All Apps and Add-ons

Website input app: Python error "LookupError: unknown encoding: 3Dutf-8="

moseisleydk
Path Finder

I get the error:

13/12/2017
20:51:38.141    
2017-12-13 20:51:38,141 ERROR An exception occurred when attempting to retrieve information from the web-page, stanza=web_input://www_mos_eisley_dk
Traceback (most recent call last):
  File "/splunk/etc/apps/website_input/bin/web_input.py", line 349, in run
    https_only=self.is_on_cloud(input_config.session_key))
  File "/splunk/etc/apps/website_input/bin/website_input_app/web_scraper.py", line 710, in scrape_page
    additional_fields=additional_fields, **kw)
  File "/splunk/etc/apps/website_input/bin/website_input_app/web_scraper.py", line 446, in get_result_single
    content_decoded = content.decode(encoding=encoding, errors='replace')
LookupError: unknown encoding: 3Dutf-8=
0 Karma

LukeMurphey
Champion

This is a confirmed bug. I was able to reproduce this using the unit test framework which simulates a web-server providing an encoding that is invalid. See the bug report here: https://lukemurphey.net/issues/2190.

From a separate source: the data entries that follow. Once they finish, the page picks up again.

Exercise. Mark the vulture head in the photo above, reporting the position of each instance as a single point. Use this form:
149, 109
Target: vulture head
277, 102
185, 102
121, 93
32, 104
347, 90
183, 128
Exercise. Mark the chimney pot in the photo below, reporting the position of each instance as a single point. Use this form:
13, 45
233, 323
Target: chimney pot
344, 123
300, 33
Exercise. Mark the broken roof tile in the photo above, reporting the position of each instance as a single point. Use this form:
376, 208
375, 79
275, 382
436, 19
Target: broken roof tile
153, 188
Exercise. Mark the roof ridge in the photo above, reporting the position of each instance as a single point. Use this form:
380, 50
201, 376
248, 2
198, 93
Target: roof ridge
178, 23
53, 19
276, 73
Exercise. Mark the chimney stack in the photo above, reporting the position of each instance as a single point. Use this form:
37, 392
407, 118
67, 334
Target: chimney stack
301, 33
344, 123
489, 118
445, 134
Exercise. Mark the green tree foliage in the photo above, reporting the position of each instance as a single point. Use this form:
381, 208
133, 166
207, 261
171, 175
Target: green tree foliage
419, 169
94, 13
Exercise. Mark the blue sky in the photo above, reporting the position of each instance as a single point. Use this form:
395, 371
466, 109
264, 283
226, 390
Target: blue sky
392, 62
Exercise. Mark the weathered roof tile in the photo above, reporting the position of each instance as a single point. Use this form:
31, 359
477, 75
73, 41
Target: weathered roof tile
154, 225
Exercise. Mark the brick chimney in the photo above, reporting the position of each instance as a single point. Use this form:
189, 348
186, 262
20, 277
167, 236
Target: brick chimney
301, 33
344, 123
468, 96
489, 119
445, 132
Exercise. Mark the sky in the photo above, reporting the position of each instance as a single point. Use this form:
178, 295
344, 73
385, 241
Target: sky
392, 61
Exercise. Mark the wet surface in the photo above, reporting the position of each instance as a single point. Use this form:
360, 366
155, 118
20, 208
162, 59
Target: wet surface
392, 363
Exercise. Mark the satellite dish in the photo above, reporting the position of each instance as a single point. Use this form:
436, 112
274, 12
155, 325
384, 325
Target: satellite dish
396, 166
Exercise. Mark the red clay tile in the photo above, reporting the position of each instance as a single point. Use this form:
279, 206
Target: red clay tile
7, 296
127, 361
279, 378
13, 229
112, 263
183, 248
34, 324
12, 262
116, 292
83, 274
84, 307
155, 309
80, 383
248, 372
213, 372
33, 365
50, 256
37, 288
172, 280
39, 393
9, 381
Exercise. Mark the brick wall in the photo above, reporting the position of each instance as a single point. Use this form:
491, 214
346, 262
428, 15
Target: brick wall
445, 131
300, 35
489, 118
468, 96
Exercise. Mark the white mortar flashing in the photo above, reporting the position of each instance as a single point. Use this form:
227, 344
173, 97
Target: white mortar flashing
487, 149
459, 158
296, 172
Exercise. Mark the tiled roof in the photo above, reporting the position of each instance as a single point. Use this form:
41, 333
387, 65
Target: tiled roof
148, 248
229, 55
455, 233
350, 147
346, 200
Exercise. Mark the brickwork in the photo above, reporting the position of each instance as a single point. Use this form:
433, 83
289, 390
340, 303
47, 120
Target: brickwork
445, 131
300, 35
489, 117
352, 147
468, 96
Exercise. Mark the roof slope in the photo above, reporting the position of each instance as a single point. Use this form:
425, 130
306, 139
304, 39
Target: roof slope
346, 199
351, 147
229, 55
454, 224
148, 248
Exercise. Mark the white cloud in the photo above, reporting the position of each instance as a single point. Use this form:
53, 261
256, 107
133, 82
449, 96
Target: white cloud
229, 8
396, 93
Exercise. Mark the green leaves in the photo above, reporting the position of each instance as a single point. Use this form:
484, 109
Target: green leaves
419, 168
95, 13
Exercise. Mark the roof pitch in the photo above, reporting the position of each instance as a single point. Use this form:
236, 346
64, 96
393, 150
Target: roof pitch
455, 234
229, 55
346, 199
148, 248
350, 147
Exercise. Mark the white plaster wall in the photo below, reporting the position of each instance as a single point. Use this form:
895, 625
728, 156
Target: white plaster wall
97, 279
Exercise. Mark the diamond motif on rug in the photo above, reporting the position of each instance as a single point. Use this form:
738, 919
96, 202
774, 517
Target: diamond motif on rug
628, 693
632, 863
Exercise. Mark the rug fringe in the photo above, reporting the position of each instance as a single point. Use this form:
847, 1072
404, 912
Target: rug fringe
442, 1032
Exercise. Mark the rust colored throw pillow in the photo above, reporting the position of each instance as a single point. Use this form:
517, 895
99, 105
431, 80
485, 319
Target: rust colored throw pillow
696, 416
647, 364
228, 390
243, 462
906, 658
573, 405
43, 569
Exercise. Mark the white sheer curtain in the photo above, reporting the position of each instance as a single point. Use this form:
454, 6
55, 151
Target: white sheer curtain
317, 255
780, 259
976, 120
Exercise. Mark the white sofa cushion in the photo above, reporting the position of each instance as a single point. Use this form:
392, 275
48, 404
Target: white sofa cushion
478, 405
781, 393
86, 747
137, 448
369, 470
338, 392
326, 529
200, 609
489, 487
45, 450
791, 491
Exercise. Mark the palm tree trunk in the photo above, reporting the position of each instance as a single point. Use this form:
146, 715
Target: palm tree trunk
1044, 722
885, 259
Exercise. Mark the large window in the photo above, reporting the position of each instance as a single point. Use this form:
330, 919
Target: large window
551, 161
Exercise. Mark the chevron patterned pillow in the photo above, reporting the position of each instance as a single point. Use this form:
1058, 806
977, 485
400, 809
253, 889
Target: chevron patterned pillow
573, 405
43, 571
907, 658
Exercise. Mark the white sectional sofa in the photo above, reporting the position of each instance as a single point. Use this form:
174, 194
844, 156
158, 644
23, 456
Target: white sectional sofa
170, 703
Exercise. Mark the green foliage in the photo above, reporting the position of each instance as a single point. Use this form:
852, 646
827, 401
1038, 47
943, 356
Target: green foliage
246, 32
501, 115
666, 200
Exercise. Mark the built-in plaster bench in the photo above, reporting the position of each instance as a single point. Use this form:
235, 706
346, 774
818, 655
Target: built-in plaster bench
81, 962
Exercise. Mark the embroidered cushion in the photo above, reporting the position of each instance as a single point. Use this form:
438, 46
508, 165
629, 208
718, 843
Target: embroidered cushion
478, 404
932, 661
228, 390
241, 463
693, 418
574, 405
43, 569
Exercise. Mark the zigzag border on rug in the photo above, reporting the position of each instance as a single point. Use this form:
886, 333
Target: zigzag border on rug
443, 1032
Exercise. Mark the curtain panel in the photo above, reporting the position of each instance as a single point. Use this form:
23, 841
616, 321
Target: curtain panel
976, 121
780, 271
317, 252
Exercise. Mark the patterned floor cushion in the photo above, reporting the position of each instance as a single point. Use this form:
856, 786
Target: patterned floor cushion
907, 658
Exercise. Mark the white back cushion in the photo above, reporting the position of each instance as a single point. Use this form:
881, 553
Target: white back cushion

I have updated the app to now be forgiving if it sees an encoding it doesn't recognize. This is currently working. This fix will go out in version 4.5.2 (ETA: early next week).

0 Karma

LukeMurphey
Champion

@moseisleydk: thanks for the report.

Incidentally, I was unable to reproduce this on http://www.mos-eisley.dk today. Not sure if something changed.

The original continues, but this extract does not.